Besides the unquestionable positive effects of solar exposure for human health, UV rays have been widely investigated for toxicology aspects related to excessive UVB and UVA doses, which involve sunburns, skin aging, DNA skin damage and tumorigenesis. Although a large number of herbal extracts and plant origin molecules can deserve potential applications, most of the study reported utilizes different method and different strategies of investigation, making thus difficult to understand the real versus claimed potential. This may be the reasons why, beside the large body of literature there are no officially approved natural commercial sun-filter but a consistent number of commercially available solar products (sunscreen) on the market that contain herbal derivatives. New formulation, new skin delivery systems, skin penetration enhancers and boosters are most likely the next frontier of investigation in order to better understand the role of whole herbal extracts in exerting their photo protective activity.[16] 

Turmeric

The extract (at 300 or 1000 mg/kg, twice daily) prevented an increase in skin thickness and a reduction in skin elasticity induced by chronic UVB exposure. It also prevented the formation of wrinkles and melanin (at 1000 mg/kg, twice daily)[17]
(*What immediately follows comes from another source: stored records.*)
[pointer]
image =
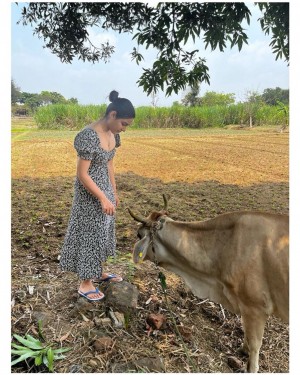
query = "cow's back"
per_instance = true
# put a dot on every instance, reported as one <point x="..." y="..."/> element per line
<point x="262" y="245"/>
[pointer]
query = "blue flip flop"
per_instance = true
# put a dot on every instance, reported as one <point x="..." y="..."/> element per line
<point x="109" y="277"/>
<point x="96" y="291"/>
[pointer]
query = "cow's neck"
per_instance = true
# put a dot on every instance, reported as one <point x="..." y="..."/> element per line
<point x="178" y="246"/>
<point x="191" y="254"/>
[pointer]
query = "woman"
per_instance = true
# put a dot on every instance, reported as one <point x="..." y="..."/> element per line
<point x="90" y="236"/>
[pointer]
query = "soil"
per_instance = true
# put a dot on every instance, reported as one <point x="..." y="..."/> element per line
<point x="40" y="212"/>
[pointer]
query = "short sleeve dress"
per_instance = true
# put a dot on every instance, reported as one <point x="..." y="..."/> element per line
<point x="90" y="238"/>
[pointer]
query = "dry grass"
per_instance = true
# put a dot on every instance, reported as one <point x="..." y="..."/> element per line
<point x="234" y="157"/>
<point x="205" y="173"/>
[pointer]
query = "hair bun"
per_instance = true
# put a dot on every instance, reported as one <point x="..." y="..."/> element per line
<point x="113" y="96"/>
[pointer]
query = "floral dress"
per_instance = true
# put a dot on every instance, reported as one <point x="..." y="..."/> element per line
<point x="90" y="237"/>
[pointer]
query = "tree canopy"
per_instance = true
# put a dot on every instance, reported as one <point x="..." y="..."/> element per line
<point x="166" y="27"/>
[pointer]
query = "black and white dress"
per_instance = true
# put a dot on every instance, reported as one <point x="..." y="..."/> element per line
<point x="90" y="238"/>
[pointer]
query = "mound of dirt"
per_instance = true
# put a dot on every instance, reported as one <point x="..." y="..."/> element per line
<point x="210" y="335"/>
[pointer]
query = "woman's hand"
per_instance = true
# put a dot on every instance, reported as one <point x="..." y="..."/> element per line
<point x="107" y="207"/>
<point x="117" y="199"/>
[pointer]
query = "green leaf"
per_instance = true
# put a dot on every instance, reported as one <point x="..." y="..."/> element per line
<point x="38" y="360"/>
<point x="19" y="346"/>
<point x="61" y="350"/>
<point x="162" y="279"/>
<point x="20" y="352"/>
<point x="27" y="343"/>
<point x="40" y="323"/>
<point x="32" y="339"/>
<point x="50" y="357"/>
<point x="23" y="357"/>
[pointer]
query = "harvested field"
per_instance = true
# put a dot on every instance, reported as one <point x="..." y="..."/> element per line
<point x="205" y="173"/>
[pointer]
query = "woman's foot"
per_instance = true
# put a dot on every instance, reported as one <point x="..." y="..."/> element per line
<point x="87" y="290"/>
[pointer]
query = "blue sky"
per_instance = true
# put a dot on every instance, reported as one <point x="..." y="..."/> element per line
<point x="36" y="69"/>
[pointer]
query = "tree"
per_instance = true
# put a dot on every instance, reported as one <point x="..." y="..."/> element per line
<point x="252" y="102"/>
<point x="48" y="97"/>
<point x="214" y="98"/>
<point x="191" y="99"/>
<point x="15" y="92"/>
<point x="276" y="21"/>
<point x="272" y="96"/>
<point x="166" y="27"/>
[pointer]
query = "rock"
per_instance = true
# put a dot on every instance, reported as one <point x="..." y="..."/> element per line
<point x="122" y="296"/>
<point x="117" y="319"/>
<point x="146" y="364"/>
<point x="104" y="322"/>
<point x="185" y="332"/>
<point x="103" y="343"/>
<point x="150" y="364"/>
<point x="44" y="316"/>
<point x="234" y="363"/>
<point x="93" y="363"/>
<point x="156" y="321"/>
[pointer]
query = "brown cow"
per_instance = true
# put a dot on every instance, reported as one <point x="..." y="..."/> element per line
<point x="238" y="259"/>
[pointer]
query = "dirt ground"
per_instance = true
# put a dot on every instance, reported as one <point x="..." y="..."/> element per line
<point x="204" y="177"/>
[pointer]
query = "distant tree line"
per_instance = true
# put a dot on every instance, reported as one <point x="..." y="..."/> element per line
<point x="27" y="103"/>
<point x="269" y="96"/>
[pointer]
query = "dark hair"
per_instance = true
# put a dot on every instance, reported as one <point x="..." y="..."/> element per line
<point x="122" y="106"/>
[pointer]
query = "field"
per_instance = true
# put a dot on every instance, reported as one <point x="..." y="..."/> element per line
<point x="205" y="173"/>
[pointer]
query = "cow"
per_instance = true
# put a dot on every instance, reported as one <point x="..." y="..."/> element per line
<point x="237" y="259"/>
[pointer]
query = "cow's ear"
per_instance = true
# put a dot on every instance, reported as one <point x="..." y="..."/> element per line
<point x="140" y="249"/>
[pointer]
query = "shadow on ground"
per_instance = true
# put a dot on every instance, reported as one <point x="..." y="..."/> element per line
<point x="40" y="212"/>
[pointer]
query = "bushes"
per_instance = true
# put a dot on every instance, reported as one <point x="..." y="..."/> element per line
<point x="75" y="117"/>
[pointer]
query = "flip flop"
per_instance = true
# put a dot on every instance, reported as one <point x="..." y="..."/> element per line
<point x="96" y="291"/>
<point x="109" y="277"/>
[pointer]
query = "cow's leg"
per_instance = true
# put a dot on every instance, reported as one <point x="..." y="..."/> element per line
<point x="253" y="324"/>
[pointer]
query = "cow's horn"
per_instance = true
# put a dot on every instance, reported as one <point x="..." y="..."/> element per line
<point x="138" y="218"/>
<point x="165" y="202"/>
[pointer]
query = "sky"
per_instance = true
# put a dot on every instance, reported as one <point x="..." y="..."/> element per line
<point x="35" y="69"/>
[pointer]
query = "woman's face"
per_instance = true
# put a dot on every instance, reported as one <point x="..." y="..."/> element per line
<point x="118" y="125"/>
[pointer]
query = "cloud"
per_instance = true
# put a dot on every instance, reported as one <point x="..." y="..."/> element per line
<point x="101" y="38"/>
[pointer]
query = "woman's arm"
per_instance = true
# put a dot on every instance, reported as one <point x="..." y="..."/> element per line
<point x="82" y="174"/>
<point x="111" y="173"/>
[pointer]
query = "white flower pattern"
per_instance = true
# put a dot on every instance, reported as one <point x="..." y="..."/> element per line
<point x="90" y="238"/>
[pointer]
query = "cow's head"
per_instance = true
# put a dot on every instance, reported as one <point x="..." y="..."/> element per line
<point x="143" y="249"/>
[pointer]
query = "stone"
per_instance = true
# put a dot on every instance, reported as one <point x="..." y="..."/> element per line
<point x="103" y="343"/>
<point x="122" y="296"/>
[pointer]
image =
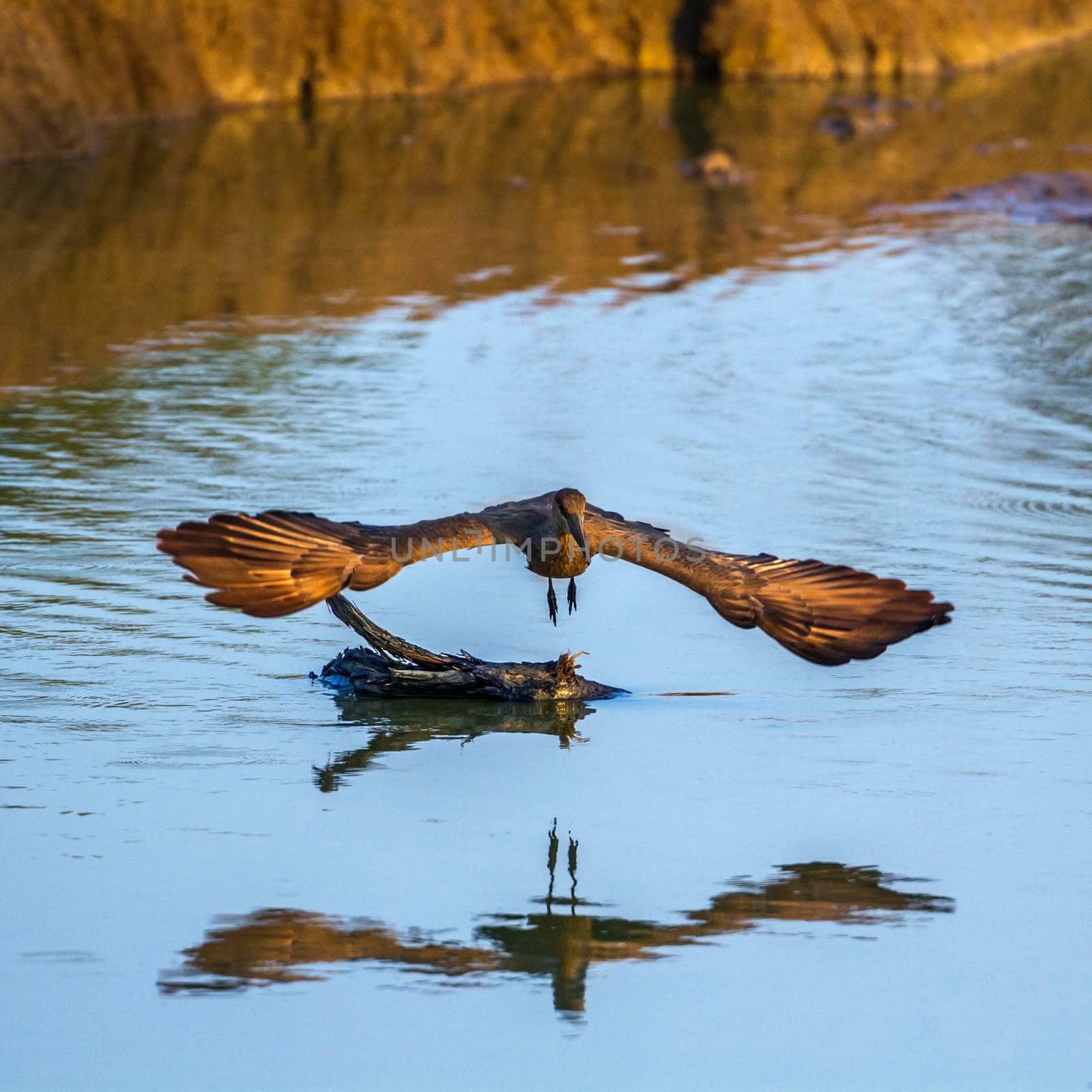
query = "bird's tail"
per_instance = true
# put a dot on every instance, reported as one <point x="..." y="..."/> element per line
<point x="269" y="565"/>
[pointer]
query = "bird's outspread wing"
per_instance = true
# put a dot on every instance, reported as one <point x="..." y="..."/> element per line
<point x="829" y="614"/>
<point x="278" y="562"/>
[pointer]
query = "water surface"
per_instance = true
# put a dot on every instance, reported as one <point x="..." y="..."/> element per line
<point x="222" y="876"/>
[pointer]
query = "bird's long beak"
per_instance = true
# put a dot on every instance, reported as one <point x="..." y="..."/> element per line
<point x="577" y="530"/>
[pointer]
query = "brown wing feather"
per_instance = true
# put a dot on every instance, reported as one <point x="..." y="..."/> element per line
<point x="278" y="562"/>
<point x="829" y="614"/>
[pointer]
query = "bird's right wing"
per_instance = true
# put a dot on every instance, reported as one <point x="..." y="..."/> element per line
<point x="278" y="562"/>
<point x="829" y="614"/>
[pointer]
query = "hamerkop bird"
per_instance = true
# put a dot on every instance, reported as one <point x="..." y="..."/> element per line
<point x="278" y="562"/>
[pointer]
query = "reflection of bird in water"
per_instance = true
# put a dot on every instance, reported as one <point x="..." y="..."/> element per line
<point x="278" y="562"/>
<point x="403" y="724"/>
<point x="272" y="946"/>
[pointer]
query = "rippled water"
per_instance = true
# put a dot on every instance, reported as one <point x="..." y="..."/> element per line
<point x="223" y="876"/>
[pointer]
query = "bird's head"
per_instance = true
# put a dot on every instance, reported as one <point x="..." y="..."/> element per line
<point x="569" y="513"/>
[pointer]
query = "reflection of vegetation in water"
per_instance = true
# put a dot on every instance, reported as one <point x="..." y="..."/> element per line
<point x="558" y="943"/>
<point x="404" y="724"/>
<point x="261" y="214"/>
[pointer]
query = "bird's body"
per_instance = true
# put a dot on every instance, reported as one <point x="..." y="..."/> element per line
<point x="278" y="562"/>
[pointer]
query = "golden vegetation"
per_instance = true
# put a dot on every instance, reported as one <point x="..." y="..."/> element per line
<point x="69" y="65"/>
<point x="259" y="216"/>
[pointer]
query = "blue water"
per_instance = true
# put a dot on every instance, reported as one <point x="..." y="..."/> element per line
<point x="220" y="875"/>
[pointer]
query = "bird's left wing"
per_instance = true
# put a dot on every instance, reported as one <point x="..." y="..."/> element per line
<point x="829" y="614"/>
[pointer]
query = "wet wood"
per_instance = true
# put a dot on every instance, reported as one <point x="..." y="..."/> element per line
<point x="392" y="667"/>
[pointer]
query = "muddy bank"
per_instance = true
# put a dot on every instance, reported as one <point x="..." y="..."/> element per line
<point x="70" y="66"/>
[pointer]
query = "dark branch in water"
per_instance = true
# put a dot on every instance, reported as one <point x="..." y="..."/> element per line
<point x="397" y="669"/>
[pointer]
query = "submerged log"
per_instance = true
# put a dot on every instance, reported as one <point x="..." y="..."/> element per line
<point x="396" y="669"/>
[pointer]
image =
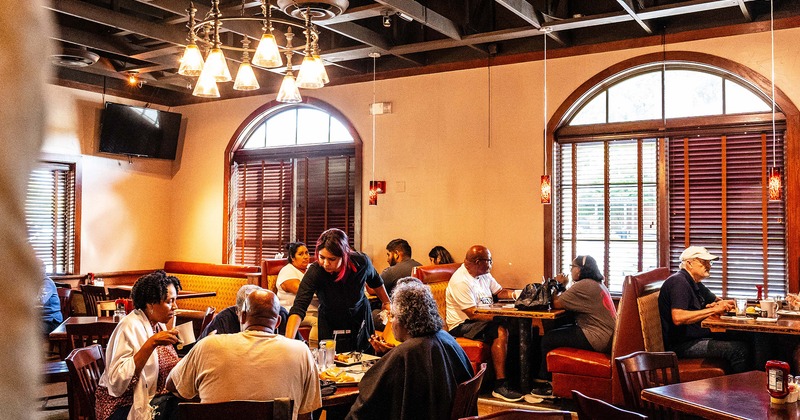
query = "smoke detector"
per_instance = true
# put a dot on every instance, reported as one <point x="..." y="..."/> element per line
<point x="317" y="9"/>
<point x="74" y="57"/>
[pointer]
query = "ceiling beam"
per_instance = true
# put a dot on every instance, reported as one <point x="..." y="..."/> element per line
<point x="524" y="10"/>
<point x="745" y="8"/>
<point x="675" y="9"/>
<point x="117" y="20"/>
<point x="425" y="16"/>
<point x="627" y="5"/>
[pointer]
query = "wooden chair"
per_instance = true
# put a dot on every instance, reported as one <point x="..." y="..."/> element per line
<point x="115" y="293"/>
<point x="518" y="414"/>
<point x="85" y="367"/>
<point x="589" y="408"/>
<point x="465" y="401"/>
<point x="84" y="335"/>
<point x="92" y="295"/>
<point x="641" y="370"/>
<point x="277" y="409"/>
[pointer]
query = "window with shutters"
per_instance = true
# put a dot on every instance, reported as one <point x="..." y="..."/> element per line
<point x="52" y="214"/>
<point x="690" y="169"/>
<point x="293" y="175"/>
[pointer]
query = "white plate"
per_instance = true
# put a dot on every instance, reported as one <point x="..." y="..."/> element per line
<point x="759" y="319"/>
<point x="354" y="361"/>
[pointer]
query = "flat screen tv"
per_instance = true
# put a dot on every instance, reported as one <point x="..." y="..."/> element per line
<point x="134" y="131"/>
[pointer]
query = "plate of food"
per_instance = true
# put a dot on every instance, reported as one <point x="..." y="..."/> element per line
<point x="353" y="358"/>
<point x="341" y="377"/>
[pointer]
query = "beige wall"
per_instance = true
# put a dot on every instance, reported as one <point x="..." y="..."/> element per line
<point x="463" y="183"/>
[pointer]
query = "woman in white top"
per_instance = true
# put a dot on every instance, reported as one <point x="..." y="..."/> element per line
<point x="289" y="280"/>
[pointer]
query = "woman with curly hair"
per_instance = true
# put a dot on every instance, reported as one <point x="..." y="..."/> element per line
<point x="140" y="355"/>
<point x="397" y="386"/>
<point x="440" y="255"/>
<point x="338" y="278"/>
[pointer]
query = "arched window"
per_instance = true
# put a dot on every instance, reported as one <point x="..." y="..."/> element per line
<point x="661" y="155"/>
<point x="294" y="172"/>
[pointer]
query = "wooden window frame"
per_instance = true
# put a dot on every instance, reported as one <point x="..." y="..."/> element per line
<point x="790" y="114"/>
<point x="233" y="151"/>
<point x="75" y="165"/>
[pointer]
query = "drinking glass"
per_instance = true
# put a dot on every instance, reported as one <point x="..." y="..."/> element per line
<point x="741" y="307"/>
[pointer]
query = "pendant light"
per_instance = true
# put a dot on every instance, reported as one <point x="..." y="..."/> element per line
<point x="775" y="176"/>
<point x="546" y="186"/>
<point x="373" y="185"/>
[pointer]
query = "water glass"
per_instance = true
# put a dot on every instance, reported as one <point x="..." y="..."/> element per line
<point x="329" y="348"/>
<point x="741" y="307"/>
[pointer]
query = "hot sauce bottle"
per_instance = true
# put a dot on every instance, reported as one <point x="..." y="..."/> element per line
<point x="777" y="380"/>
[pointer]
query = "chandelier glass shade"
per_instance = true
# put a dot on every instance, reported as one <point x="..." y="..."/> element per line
<point x="204" y="35"/>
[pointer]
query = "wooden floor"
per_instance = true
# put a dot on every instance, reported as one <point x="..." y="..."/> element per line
<point x="486" y="404"/>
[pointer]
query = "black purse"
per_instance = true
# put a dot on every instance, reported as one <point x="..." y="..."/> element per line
<point x="538" y="296"/>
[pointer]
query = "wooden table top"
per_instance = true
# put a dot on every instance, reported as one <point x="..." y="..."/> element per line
<point x="507" y="309"/>
<point x="784" y="325"/>
<point x="738" y="396"/>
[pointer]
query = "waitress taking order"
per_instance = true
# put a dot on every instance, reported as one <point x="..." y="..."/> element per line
<point x="338" y="277"/>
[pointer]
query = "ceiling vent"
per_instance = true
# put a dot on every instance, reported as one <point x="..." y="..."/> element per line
<point x="318" y="9"/>
<point x="74" y="57"/>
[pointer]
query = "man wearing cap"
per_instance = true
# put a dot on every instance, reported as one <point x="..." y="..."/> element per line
<point x="684" y="302"/>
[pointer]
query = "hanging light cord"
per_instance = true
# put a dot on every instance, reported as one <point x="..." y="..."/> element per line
<point x="372" y="110"/>
<point x="772" y="76"/>
<point x="544" y="127"/>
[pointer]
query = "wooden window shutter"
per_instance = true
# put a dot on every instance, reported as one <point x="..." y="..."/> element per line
<point x="717" y="200"/>
<point x="50" y="212"/>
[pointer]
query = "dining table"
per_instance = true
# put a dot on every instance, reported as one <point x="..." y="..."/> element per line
<point x="544" y="321"/>
<point x="737" y="396"/>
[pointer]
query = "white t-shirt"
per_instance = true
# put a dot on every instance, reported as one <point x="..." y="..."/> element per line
<point x="464" y="291"/>
<point x="290" y="272"/>
<point x="250" y="365"/>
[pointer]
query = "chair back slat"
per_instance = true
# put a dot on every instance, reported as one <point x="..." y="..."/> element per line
<point x="92" y="295"/>
<point x="465" y="401"/>
<point x="84" y="335"/>
<point x="641" y="370"/>
<point x="86" y="365"/>
<point x="277" y="409"/>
Pharbitis nil, Sophora japonica, Spatholobus suberectus, and Morus alba,

Because tyrosinase catalyzes melanin synthesis, tyrosinase inhibitors are important in cosmetic skin-whitening. Oxidative stress contributes to skin aging and can adversely affect skin health, which means antioxidants active in skin cells may support skin health. Twenty-five traditional Chinese herbal medicines extracts (100 μg/mL) were tested for cytotoxicity on human epidermal melanocytes (HEMn); 12 exhibited low cytotoxicity. Their effects on tyrosinase and melanin inhibitory activities and free radical scavenging activities were further assessed. Phenolic contents were evaluated using Folin–Ciocalteu reagent. Four herbs, Pharbitis nilSophora japonicaSpatholobus suberectus, and Morus alba, exhibited potent inhibitory effects on tyrosinase (IC50 values 24.9, 95.6, 83.9, and 78.3 μg/mL, respectively). Melanin inhibition was not dose-dependent. Sophora japonica (IC50: 14.46 μg/mL, 1,1-diphenyl-2-picrylhydrazyl (DPPH); 1.95 μg/mL, hydroxyl radical) and Spatholobus suberectus (IC50: 10.51 μg/mL, DPPH; 4.36 μg/mL, hydroxyl radical) showed good antioxidative activities and high phenolic contents (255 and 189 mg of gallic acid/g extract, respectively). Among active anti-tyrosinase extracts, Sophora japonica and Spatholobus suberectus were especially potent in HEMn cells in terms of free radical scavenging effects and high phenolic contents, making them the strongest candidates for cosmetic application found in the current study.[18]

Conclusion

This article give insights about hyperpigmentation, dischromia,mechanism of hyperpigmentation and its remedies such as trintoin,flavonol ,Curcuma longa and other herbs.